Spivak: Yes. The short answer is, yes. Homecoming is also a species of historical cosmopolitanism. The possibility of diversified cosmopolitanism existed long before the kind of unitary globalisation that we see now. So it is a homecoming, but it does not take me away from the cosmopolitan. It is a homecoming that restores us to the possibility of seeing how cosmopolitanism elaborates in history.

AB: Indeed, Milinda (you know him), Shuvatri, the young researchers, tell me that, for you, language work, imaginative activism, is the work of democracy, of creating solidarities. Do the Third World and subalternity get a dignified movement through translation? Derrida (whom you famously translated) analysed Eurocentrism in Western philosophy. Does the imperative to discover multiple loci drive you? Your Draupadi (you translated Mahasweta Devi’s Draupadi to underline subaltern resistance to power), Kali, Manasa, Chandi: do they come to puncture the dominant narrative of globalisation today?

Spivak: No, no. They come on their own. They are not reactive to anything. I am not interested in being anyone’s enemy. That was the first thing Professor Tarak Nath Sen taught us in Presidency College: how to say ‘yes’ to the enemy and learn from our worst critics.

AB: Would you say that the search for plurality of voices has a nobility of its own? The translation of our greatest treasures into a dominant language has a particular moral rationality?

Spivak: Absolutely. Although enmity is not necessary, resistance remains important. The acknowledgement of the world’s wealth of languages must proceed mother tongue by mother tongue. There is indeed something moral about it. It is the acknowledgement of the humanness of the human.

AB: Will you say that in this commonwealth of languages that we inhabit in the age of globalisation, some languages like ours are getting subalternised? Will you say that Bengali today is a subaltern language? And yours is a legitimate exercise because it uplifts the subaltern?

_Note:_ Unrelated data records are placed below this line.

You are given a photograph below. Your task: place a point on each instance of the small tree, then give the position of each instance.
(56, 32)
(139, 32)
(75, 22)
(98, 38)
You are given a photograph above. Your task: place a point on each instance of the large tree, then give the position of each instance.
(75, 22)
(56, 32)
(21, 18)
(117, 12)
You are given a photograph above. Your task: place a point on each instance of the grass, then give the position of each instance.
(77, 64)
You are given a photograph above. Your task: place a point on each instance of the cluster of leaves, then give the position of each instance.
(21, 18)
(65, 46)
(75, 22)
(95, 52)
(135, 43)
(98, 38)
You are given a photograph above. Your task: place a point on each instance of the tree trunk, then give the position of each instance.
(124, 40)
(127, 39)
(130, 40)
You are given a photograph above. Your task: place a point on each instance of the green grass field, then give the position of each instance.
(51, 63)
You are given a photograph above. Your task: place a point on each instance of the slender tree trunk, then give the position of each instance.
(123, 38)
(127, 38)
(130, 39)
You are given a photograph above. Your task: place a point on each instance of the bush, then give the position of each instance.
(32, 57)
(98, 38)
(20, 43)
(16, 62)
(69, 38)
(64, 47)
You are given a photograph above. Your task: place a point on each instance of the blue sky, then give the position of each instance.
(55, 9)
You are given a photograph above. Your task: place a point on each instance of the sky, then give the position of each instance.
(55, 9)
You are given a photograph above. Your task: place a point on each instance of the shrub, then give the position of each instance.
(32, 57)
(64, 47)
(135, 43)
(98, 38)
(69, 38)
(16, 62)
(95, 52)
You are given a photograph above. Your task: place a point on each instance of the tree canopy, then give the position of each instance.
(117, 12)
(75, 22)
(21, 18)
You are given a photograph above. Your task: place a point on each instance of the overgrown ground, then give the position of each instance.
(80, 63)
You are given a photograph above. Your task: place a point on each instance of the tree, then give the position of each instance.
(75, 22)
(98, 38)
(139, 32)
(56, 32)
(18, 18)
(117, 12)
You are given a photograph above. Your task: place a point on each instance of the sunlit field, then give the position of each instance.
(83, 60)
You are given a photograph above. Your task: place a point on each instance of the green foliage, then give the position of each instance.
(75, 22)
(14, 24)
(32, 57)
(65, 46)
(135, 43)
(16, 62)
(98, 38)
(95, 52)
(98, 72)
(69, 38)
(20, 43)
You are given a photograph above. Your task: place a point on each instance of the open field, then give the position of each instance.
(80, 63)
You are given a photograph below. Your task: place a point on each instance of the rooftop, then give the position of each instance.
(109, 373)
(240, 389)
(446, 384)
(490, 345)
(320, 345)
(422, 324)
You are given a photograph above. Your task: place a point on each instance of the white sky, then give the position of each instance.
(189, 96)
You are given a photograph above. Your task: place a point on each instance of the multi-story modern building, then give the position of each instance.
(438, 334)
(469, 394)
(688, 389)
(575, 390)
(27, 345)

Spivak: What you are saying is interesting and important, but subaltern isn’t to be romanticised. We need some of the global languages for reasons of world governance but the world’s wealth of languages is what transforms the globe into a “world”.

This wealth should not be seen solely through the prism of subalternity. Also, please do not forget that Bengali is the national language in Bangladesh. Our series welcomes the Bengali work consolidated by Bangladesh.